Dangdut yang “Melawan” dalam Dendang Sangsi Silampukau

Judul lagu: Dendang Sangsi

Dibawakan oleh: Silampukau

Ditulis oleh: Eki Dimas Priagusta dan Kharis Junandharu

Tahun: 2021

Sumber: Moso’iki Records

Saat mendengar 15 detik pertama dari lagu “Dendang Sangsi”, saya menyangka bahwa single Silampukau yang rilis pada 2021 lalu ini akan menghadirkan musik folk sebagaimana biasanya. Akan tetapi, saya kemudian tercengang sejenak, sebab ternyata sangkaan saya keliru. Lagu ini adalah lagu dangdut.

Silampukau tak pernah gagal dalam menulis lirik. Kharis dan Eki selalu berhasil mengaduk-aduk perasaan para pendengar dengan rentetan bait yang bermakna dalam, kuat, dan terasa sangat dekat. Tak terkecuali lagu “Dendang Sangsi” ini. Tidak seperti lagu-lagu bergenre dangdut pada umumnya yang menceritakan tentang hubungan asmara, lagu ini ingin menampilkan keresahan rakyat biasa terhadap kondisi sosial dan kesewenang-wenangan pemerintah kiwari.

Berbagai alat musik khas dangdut seperti suling dan gendang membuat lagu ini makin terasa familiar dengan rakyat-rakyat kecil. Mungkin itu pula yang membuat Silampukau merilis lagu bergenre dangdut. Supaya lagu ini terkesan dekat dan tidak elitis, sebab dangdut merupakan-atau lebih tepatnya dipandang sebagai-musik masyarakat kelas bawah. Alhasil, Silampukau berhasil meramu berbagai keresahan dan kesangsian mereka atas kondisi sosial hari ini dalam sebuah lagu dangdut.
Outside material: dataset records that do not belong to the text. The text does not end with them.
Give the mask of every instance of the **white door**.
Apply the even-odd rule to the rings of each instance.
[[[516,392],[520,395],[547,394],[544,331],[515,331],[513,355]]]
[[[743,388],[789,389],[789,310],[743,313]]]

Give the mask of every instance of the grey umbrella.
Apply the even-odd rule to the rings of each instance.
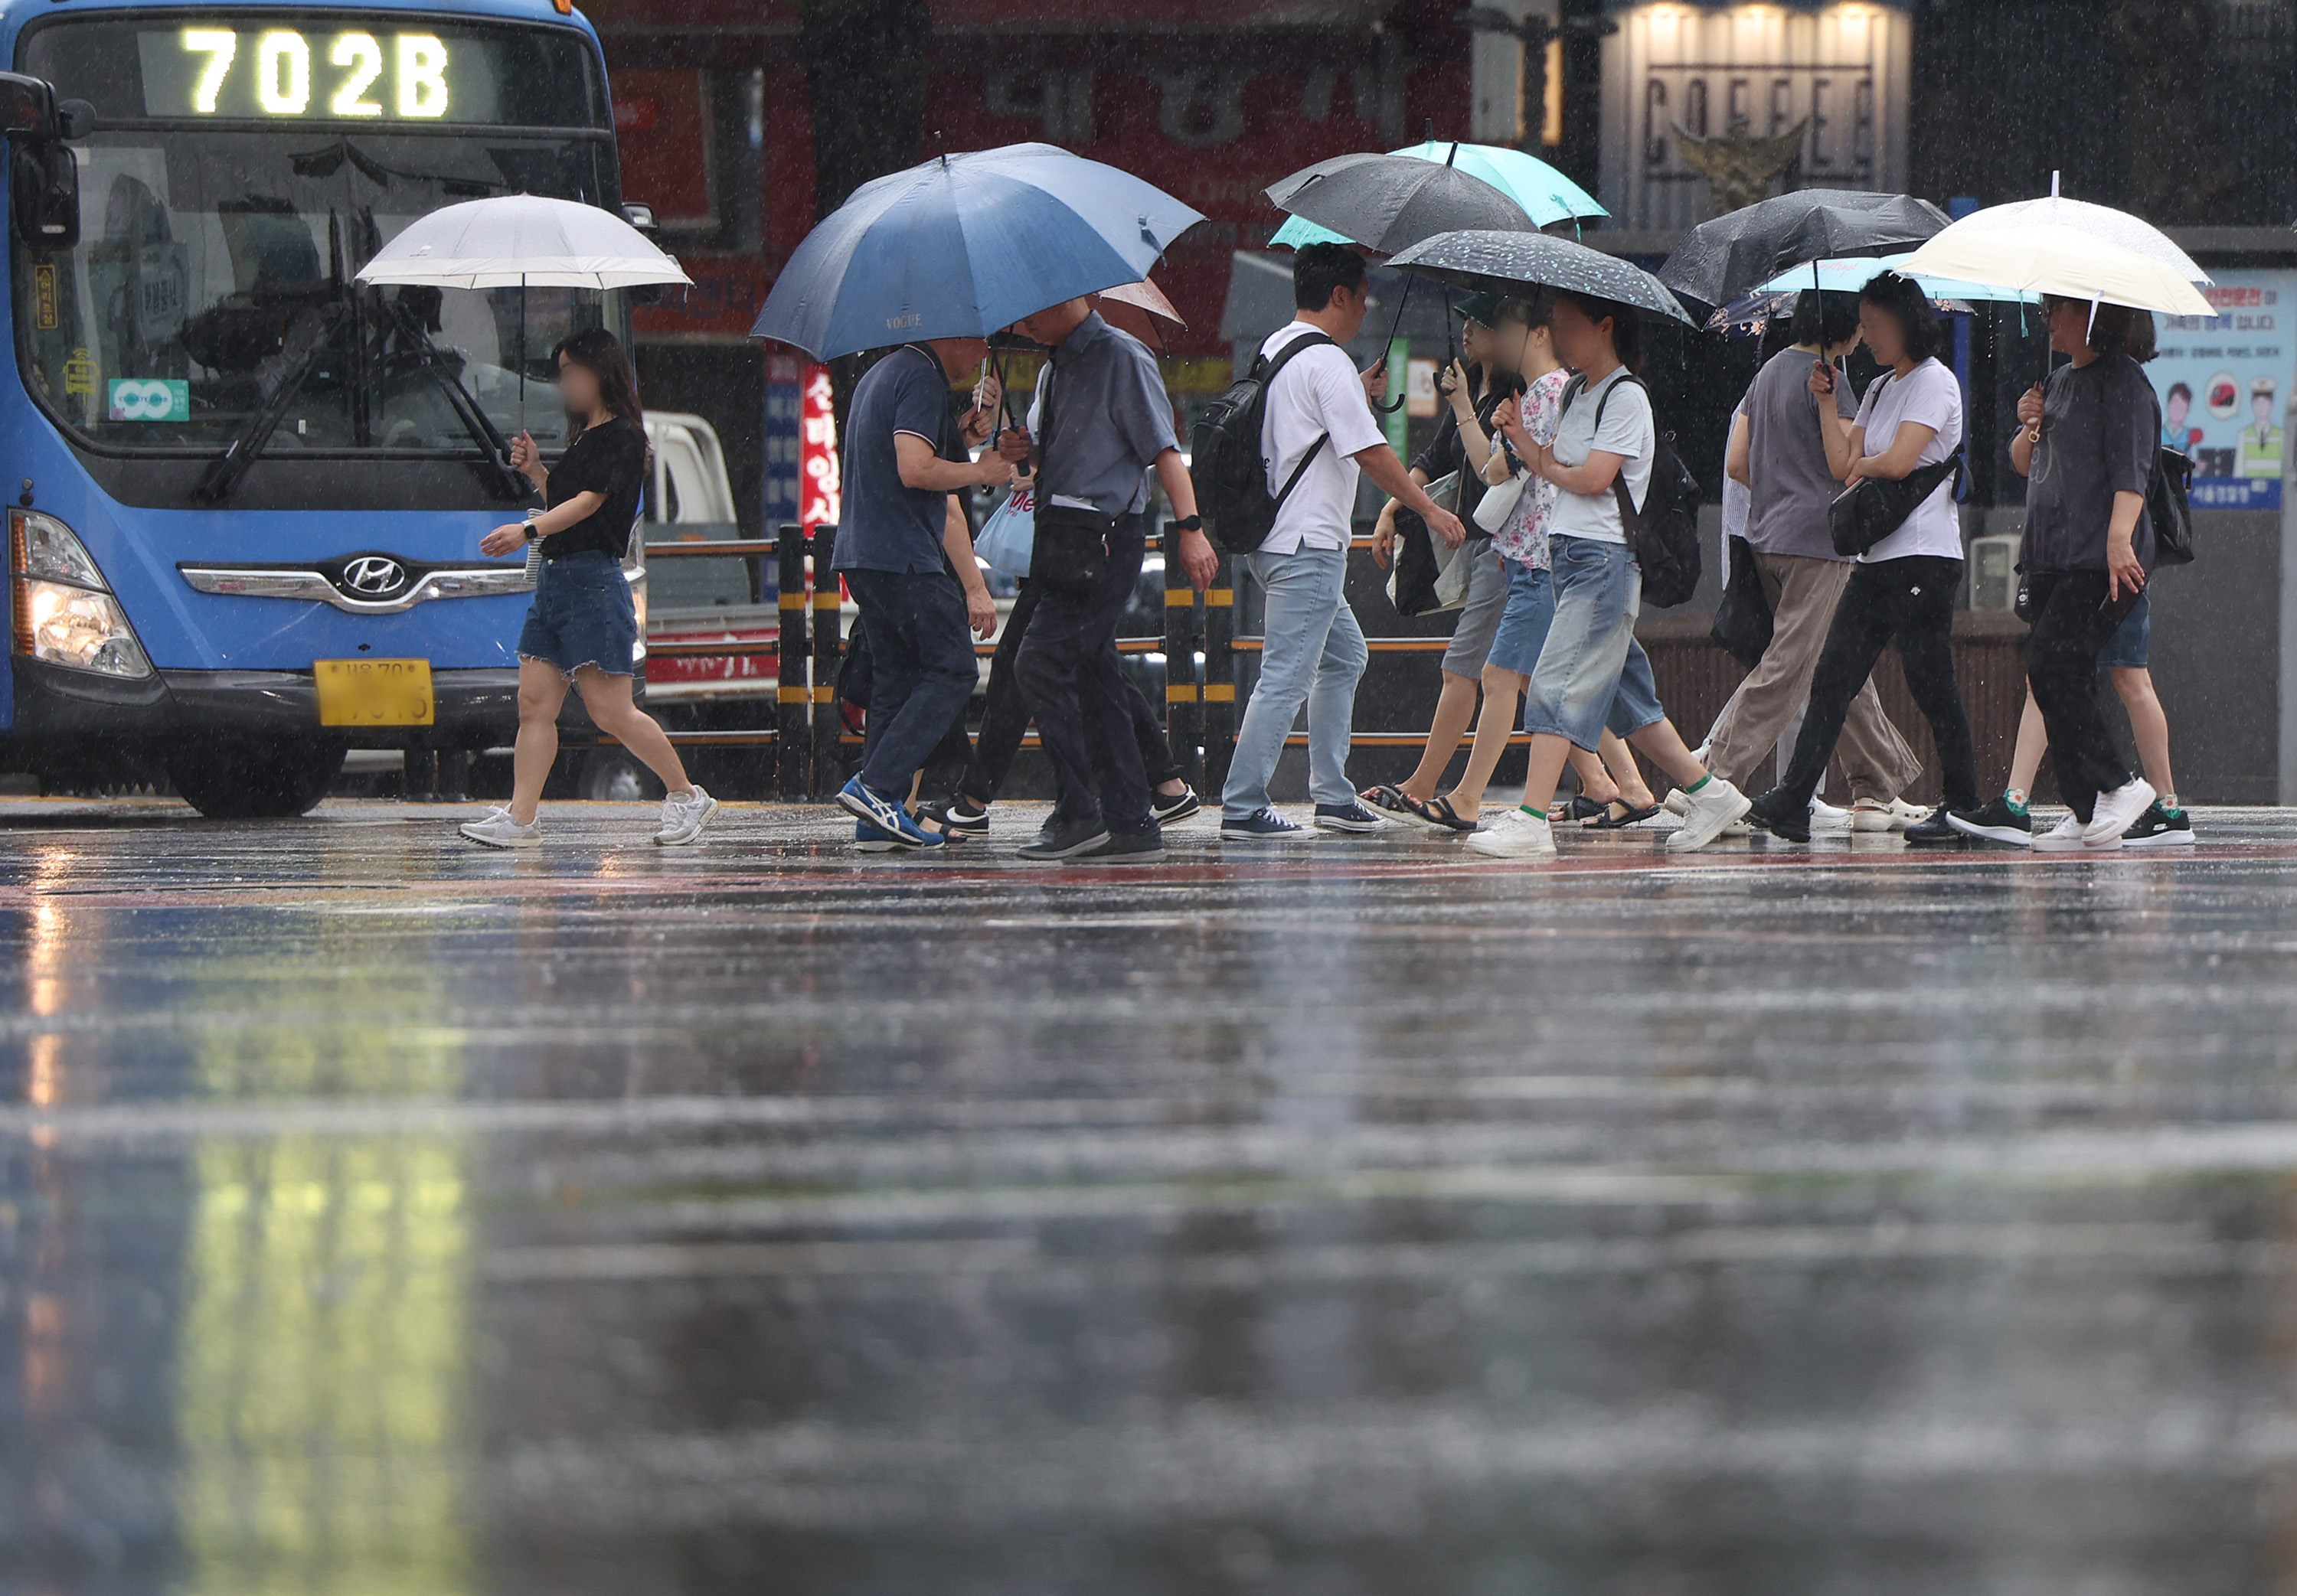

Keadilan Semu dalam Klaim Kedamaian

Kegagalan sering terpaksa dimaafkan / Terpaksa dimuliakan

Demi ilusi keutuhan / Demi fasad kestabilan

Demi kedamaian

Bait ini menampilkan dengan terang bagaimana kata-kata seperti keutuhan, kestabilan, dan kedamaian sering kali dijadikan kedok atau alibi untuk menutup-nutupi kegagalan penguasa dalam menegakkan keadilan. Ini barangkali sejalan dengan apa yang pernah dikatakan oleh Almarhum Gus Dur, “Perdamaian tanpa keadilan adalah ilusi”.

Keadilan semu semacam ini dibentuk bukan dari konsensus atau kesepakatan bersama. Ia hanyalah sebentuk penerimaan yang lahir dari rasa keterpaksaan dan ketertindasan. Acapkali kaum-kaum minoritas serta orang-orang kecil yang tak punya suara dan kuasa dirugikan dalam kondisi semacam ini. Mereka biasanya dipaksa untuk rela mengorbankan haknya demi alasan pemerintah dalam menjaga kestabilan dan keutuhan.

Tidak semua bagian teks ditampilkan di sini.